You also need to factor in that someone has a 4-5 year head start if they just start working immediately and gain education in the field.

If you go the college route, there is 4 years, and another 4 years to pay off the debt. Contrast that to someone who works for a lower wage but can get into a home earlier. A home in Silicon Valley at $500K and 4% appreciation for 8 years comes out to $684 or $184K ahead than the college graduate who is now making maybe $15K more a year.

Also, someone with 4 years of actual work experience is not going to be that far off from someone with a college degree and no work experience.

After 10-15 years of working in a field nobody cares whether you have a degree or not and any income differences from college are now outweighed by personal talent and ambition.

A significant number of employers won't even consider a person for an interview unless they have that piece of paper with their degree on it from any given college.
Just to inject some data into the conversation, see the third graph on this page http://www.electproject.org/home/voter-turnout/demographics/. It indicates that the turnout rate for the 18-29 age group is at the lowest it's been since at least 1986 (this is as far back as the charted data goes). 18-29 is also the age group with the lowest participation, relative to other age cohorts.

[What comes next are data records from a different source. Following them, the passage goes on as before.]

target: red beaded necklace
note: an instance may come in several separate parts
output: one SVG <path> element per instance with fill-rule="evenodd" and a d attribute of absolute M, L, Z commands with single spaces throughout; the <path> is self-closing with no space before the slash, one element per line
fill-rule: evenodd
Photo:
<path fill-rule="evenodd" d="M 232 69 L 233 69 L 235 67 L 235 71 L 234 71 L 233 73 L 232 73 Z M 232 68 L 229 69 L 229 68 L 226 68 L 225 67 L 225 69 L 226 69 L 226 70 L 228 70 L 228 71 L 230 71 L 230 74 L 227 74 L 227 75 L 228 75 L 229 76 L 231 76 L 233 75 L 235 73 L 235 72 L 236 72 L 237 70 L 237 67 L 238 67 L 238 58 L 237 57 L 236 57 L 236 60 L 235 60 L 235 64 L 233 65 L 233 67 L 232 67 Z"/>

I think the charts were made using data found here: http://www.census.gov/hhes/www/socdemo/voting/

As I've said before, politicians respond to incentives just like everyone else. Don't expect them to give a crap about you if you don't give them a reason to give a crap about you.

I suspect this could be true. A lot of my friends from Princeton and Upenn still don't have jobs, and its been a few years. The ones that did well were engineering and finance degrees, and even then most were looking for jobs from around 3 months to a year.

I've also noticed their parents seem more desperate to support their families, some taking part-time jobs post retirement. The most extreme example I can think of is one friend's dad an engineer who couldn't get hired became a barber(in the midwest). It really seems like a bad situation for everyone, like there aren't enough jobs for everyone.

Agreed. Various Waterloo and U of T friends here in Ontario are primarily underemployed, unless they move somewhere booming like SV. Lots of late 60s, early 70s people still banking up cash for retirement in technical roles that young people should (ideally) be training for.